家賃・地代を滞納されてお困りの不動産オーナー様、この問題を抱えたままで相続が発生した場合、その滞納家賃等にも相続税がかかってしまいます。
なぜ、もらえるかどうかもわからない滞納家賃にまで相続税がかかるのでしょうか。
相続税では「課税時期(死亡した日)において既に収入するべき期限が到来しているもので同時期においてまだ収入していない地代・家賃等はその収入すべき法定果実の金額によって評価する(相続財産に計上する)。

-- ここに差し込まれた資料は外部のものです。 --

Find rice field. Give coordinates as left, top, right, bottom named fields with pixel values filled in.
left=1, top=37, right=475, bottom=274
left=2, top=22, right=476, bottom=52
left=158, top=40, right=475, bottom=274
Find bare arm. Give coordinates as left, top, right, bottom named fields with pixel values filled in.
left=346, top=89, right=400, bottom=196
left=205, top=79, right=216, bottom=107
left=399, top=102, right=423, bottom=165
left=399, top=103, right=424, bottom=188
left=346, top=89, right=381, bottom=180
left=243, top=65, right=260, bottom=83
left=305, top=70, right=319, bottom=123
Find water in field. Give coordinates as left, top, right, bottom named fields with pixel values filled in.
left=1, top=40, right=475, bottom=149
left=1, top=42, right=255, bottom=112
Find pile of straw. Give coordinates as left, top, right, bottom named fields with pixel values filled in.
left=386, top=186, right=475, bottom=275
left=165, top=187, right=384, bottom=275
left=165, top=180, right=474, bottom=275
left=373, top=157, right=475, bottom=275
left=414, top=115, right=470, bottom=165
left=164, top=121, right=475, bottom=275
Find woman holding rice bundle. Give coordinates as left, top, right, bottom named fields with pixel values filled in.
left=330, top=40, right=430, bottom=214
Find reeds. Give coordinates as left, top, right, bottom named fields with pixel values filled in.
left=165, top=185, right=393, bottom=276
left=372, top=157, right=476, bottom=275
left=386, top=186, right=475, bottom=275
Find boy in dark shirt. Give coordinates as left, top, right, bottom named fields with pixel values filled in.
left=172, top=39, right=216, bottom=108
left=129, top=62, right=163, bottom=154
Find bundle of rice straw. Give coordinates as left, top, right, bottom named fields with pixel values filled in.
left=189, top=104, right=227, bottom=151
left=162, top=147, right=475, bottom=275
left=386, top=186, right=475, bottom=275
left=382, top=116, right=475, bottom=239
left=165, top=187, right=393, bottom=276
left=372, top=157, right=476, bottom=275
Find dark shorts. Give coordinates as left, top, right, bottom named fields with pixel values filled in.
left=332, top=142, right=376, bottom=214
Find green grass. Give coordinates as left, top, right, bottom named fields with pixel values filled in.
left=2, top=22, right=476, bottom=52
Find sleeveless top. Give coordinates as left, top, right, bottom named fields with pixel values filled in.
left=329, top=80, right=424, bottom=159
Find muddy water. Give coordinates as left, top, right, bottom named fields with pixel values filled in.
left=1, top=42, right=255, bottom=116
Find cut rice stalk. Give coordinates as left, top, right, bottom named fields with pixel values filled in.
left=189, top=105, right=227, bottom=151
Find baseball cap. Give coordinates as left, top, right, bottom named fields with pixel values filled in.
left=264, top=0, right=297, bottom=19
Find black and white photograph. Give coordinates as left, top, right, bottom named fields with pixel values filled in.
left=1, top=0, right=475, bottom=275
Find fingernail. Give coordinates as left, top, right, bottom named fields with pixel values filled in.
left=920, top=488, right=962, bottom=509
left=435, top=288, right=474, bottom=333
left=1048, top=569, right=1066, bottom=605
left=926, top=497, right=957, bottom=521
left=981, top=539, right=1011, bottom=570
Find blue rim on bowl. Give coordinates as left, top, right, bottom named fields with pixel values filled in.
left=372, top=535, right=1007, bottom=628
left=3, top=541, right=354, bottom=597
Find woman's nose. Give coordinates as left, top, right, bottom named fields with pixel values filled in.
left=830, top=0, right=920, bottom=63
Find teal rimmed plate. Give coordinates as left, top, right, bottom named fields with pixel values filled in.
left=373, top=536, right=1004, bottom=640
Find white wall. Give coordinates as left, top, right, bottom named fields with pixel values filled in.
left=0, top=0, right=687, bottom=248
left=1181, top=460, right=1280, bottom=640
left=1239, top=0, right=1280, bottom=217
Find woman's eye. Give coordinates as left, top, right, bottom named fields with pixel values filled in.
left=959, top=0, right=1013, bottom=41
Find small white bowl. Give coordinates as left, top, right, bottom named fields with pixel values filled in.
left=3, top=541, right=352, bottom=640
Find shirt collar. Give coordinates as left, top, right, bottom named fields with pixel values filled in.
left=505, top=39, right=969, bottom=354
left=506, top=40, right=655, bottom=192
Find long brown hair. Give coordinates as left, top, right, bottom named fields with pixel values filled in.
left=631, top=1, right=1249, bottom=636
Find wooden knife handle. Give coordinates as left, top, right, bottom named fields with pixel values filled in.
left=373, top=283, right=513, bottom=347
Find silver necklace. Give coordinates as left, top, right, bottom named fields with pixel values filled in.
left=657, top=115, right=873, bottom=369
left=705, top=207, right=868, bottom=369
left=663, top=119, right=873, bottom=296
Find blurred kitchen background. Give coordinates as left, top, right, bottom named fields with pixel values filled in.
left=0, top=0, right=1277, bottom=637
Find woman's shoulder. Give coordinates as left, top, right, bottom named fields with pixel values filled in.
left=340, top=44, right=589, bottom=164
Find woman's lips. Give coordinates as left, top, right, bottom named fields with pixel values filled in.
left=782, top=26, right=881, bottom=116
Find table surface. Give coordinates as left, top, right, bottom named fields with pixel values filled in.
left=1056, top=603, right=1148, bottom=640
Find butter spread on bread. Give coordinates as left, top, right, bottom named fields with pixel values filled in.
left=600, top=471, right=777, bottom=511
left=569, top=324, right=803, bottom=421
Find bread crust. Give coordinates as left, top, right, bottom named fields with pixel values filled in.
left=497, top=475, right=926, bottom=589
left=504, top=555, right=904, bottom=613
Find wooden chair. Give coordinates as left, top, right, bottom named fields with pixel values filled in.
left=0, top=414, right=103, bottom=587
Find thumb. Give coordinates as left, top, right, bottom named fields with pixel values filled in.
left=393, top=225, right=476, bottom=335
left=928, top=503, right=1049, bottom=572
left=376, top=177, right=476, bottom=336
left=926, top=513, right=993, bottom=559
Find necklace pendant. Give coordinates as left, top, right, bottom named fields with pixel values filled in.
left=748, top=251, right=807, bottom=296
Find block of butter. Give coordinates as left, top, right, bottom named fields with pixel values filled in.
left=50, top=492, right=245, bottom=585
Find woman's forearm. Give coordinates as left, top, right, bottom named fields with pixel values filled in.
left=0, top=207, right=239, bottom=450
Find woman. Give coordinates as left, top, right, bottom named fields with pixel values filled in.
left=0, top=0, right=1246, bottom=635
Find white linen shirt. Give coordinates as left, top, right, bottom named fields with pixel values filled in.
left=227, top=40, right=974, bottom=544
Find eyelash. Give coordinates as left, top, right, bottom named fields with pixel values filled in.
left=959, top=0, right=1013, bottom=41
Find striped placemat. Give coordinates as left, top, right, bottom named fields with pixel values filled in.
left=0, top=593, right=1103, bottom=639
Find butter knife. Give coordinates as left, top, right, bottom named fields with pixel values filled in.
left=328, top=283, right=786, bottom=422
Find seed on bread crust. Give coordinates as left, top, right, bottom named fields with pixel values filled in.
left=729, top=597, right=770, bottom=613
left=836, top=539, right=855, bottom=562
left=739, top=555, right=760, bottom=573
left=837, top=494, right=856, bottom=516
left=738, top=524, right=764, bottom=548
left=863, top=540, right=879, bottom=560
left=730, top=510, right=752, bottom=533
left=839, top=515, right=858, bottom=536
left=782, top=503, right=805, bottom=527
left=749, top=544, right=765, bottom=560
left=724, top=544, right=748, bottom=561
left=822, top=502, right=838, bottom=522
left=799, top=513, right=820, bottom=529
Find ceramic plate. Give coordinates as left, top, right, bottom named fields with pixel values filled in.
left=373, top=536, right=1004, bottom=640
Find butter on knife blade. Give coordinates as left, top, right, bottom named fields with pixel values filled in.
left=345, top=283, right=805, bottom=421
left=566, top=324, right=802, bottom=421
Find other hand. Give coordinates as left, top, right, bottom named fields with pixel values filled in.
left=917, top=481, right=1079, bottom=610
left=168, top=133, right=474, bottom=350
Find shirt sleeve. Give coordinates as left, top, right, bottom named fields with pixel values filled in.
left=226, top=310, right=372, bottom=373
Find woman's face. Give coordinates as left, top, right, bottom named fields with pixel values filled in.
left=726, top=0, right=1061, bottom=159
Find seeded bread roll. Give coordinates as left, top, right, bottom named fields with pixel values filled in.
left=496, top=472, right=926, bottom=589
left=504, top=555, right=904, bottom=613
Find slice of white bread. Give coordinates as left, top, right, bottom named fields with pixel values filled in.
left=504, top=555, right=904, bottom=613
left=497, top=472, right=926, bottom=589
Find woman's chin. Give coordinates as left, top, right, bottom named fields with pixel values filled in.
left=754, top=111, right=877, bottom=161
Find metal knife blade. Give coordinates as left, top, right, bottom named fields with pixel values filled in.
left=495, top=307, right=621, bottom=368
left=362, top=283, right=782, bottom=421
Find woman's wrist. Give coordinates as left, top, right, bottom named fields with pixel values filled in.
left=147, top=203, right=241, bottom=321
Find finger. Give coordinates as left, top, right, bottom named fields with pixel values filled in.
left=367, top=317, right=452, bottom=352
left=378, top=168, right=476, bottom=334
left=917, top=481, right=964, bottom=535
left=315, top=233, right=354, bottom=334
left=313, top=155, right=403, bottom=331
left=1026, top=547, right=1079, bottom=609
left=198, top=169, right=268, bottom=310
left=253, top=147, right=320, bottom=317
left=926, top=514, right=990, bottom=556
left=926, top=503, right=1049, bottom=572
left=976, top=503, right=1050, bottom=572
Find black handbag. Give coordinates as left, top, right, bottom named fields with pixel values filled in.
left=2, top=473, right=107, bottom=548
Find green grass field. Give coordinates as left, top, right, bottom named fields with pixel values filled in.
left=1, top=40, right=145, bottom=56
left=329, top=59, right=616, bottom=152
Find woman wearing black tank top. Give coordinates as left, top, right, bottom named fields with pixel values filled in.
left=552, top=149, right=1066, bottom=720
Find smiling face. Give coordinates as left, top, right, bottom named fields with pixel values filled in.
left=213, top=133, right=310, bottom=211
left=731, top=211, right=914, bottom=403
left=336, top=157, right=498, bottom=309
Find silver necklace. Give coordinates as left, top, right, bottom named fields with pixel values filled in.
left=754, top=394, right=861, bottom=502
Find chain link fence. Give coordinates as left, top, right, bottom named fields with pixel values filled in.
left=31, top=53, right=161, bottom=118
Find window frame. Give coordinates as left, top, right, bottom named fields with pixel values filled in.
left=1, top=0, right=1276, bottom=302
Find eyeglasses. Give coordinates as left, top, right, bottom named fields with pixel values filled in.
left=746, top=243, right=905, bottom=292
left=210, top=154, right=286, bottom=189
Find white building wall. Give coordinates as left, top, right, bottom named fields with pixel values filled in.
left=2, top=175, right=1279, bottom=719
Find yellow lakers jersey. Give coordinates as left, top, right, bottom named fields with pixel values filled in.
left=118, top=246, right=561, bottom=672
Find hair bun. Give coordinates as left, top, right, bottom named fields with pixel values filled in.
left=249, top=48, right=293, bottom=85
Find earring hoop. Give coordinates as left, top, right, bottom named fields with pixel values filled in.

」(財産評価基本通達208)との取り扱いになっています。
そのため、賃貸契約書の契約内容から家賃を受け取る期限がすぎているのに、まだもらっていない滞納家賃、いや多分もらえないであろう回収不能家賃は相続財産に含まれて相続税がかかります。
この問題、相続が発生する前に何とかする手立てはあるのでしょうか。
滞納家賃の回収が難しくなった場合、貸倒れの処理をする方法があります。
具体的には、債権を放棄します。
不動産オーナー様の思いは複雑で、債権放棄の手続きは断腸の思いとお察しします。
ただし、この問題は放っておいても悪影響ばかりで良いことはひとつもありません。
この債権放棄、相手方の同意は必要ありませんが、法律上の貸倒れとして認められるには、次のような手順を踏むことが重要です。
◎支払い督促を何度も行ったが回収できなかった証拠を残す。
◎税務署に対する貸倒れの認定に備え、債権放棄通知書(債務免除通知書)などの書類を整える。
◎債権放棄を通知した証拠を残すため、上記通知書を「内容証明」または「配達証明」
◎郵便で相手に通知する。(電話や普通郵便による債権放棄の通知は認められません。)
また、借主が行方不明の場合などは、出ていってあと1年以上経過してから形式上の貸倒れで処理する方法もあります。
貸倒れの処理は、相手への贈与とも受け取られる場合があるため、税務署が目を光らせチェックする部分です。
債権の放棄は問題解決の最終手段であり、貸倒れに至る状況もさまざまです。
税務署に貸倒れが認められる条件をクリアするためにも、まずは税理士等の専門家へ相談し、相続が発生する前に問題を解決することが相続税の節税につながります。